Binary code with 2^i codewords of length i+1 for all i >= 0

The same inequalities also hold with the same proof if one takes floors of the logs in the definition of \( R \). I imagine that this must all be well known to the statistical physicists: the rank entropy must have some kind of name, and the inequality between rank entropy and Shannon entropy must be in the literature somewhere and probably also has a name. But, not being a statistical physicist myself, I'm having trouble finding any of this literature. Google searches for combinations of "rank", "entropy", and "inequality" lead to lots of interesting material but not (yet) anything describing this. Is anyone else familiar with this kind of rank entropy, and, if so, where do I find out about it?

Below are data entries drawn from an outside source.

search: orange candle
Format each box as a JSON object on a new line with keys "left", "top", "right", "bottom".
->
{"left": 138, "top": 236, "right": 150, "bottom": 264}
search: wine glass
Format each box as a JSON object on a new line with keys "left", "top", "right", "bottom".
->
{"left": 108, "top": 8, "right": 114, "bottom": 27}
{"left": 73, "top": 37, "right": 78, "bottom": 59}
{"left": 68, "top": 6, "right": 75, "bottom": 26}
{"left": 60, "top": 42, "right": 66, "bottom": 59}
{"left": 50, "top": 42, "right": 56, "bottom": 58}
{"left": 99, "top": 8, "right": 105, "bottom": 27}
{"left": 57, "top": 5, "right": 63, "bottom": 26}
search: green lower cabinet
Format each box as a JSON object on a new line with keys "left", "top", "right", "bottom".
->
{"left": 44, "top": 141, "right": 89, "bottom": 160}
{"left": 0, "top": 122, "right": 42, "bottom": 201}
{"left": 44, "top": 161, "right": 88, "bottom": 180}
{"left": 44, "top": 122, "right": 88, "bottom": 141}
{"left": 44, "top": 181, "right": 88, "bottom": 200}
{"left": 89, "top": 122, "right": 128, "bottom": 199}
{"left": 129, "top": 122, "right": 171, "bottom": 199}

ETA: Why I care about this.





Comments:

None:
2006-03-02T23:22:16Z

David:

I've send email, and called you on the phone, and couldn't get through either way (your voice mail gives an error message). This is about your paper "Quasiconvex Analysis of Backtracking Algorithms" for TALG. Send me email if you get this.

Alex Lopez-Ortiz
alopez-oATuwaterlooATca

None: cool pic
2006-03-02T23:50:55Z

Cool picture! I'm assuming you made it. What tool did you use?

Julian

11011110: Re: cool pic
2006-03-03T00:02:47Z
Thanks... Adobe Illustrator.
None:
2006-03-03T08:33:57Z
Your entropy is strictly related to the average lenght of "one-to-one codes" (in case one uses the floor of the logs in your definition of R). There are two kind of such a codes, the ones more strictly related to your quantity R are those in which the "empty word" is allowed in the encoding. There are several papers in IEEE Transactions on Information Theory about that. General one-to-one codes were introduced in the paper S. K. Leung-Yan-Cheong and T. M. Cover, "Some equivalences between Shannon entropy and Kolmogorov complexity," IEEE Trans. Info. Theory, vol. IT-24, pp. 331 - 338, May 1978. The last paper I am aware of is C. Blundo and R. de Prisco, "New bounds on the expected length of one-to-one codes," IEEE Trans. Info. Theory, vol. IT-42, pp. 246 - 250, January 1996. Hope it helps.
11011110:
2006-03-03T21:38:39Z
The definition with the floor is more relevant to me, actually, so these references look very helpful. Thanks!
None: Working set structure
2006-03-04T22:52:32Z
Your tree makes me think of the working set structure in: John Iacono. Alternatives to splay trees with $O(\log n)$ worst-case access times. In Symposium on Discrete Algorithms (SODA), pages 516-522, 2001. -- Stefan.
None:
2006-03-06T09:16:13Z

Do you know the following papers?

Peter Elias, Interval and recency rank source coding: two on-line adaptive variable-length schemes, IEEE Transactions on Information Theory, v.33 n.1, p.3-10, January 2, 1987.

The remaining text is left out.